Water flooding of fractured reservoirs is risky because water breakthrough can occur early, leading to a prohibitively high water cut. In mixed or oil-wet carbonates, capillary drive is negligible or absent. For this scenario, we investigate fluid-pressure-driven displacement of oil by water in two-phase flow numerical models based on naturally fractured limestone beds mapped along the British Channel coast. These reservoir analogs are represented by unstructured finite-element grids with discrete representations of intersecting fractures. We solve the governing equations for slightly compressible two-phase flow with our original control-volume finite-element method. This permits the direct examination of displacement patterns in fractures and rock matrix.
We find that the irreducible saturation in the fractured carbonate is much higher than the value prescribed to the rock matrix. The shape of water invasion fronts is highly sensitive to the viscosity ratio of oil and water. When the Brooks-Corey relative permeability model is applied to the rock matrix at a viscosity ratio of 1, the total mobility, λt, is low at intermediate saturations. This stabilizes displacement fronts where a girdle of reduced λt develops, but this effect disappears as the viscosity ratio increases.

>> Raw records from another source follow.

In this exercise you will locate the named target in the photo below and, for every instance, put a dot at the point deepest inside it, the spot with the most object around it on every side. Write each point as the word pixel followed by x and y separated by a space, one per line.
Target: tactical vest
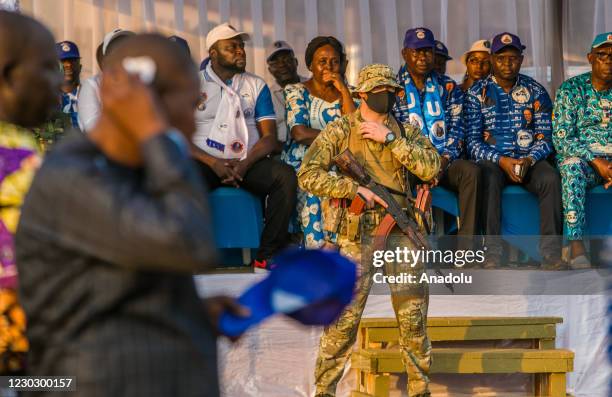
pixel 383 168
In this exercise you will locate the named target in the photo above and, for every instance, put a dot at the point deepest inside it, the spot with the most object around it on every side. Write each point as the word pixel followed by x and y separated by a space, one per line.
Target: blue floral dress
pixel 312 112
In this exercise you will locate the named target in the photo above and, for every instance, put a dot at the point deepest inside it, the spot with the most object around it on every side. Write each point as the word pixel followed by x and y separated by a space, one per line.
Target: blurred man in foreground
pixel 28 93
pixel 107 284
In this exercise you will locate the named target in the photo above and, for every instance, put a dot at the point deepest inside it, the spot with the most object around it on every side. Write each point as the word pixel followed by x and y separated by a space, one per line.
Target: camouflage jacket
pixel 414 151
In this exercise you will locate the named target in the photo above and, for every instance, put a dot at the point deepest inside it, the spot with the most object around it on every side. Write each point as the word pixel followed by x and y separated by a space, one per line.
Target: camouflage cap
pixel 376 75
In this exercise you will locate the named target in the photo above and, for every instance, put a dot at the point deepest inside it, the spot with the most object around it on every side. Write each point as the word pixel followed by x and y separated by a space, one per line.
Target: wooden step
pixel 541 329
pixel 471 361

For an idealized model with a water-wet matrix, we have also evaluated the effect of countercurrent capillary-pressure–driven flow across fracture-matrix interfaces. The rate of this countercurrent imbibition scales with the specific fracture surface area and decays exponentially as intermediate saturation zones develop adjacent to the fractures. The resulting reduced λt feeds back into the fluid-pressure-driven displacement process.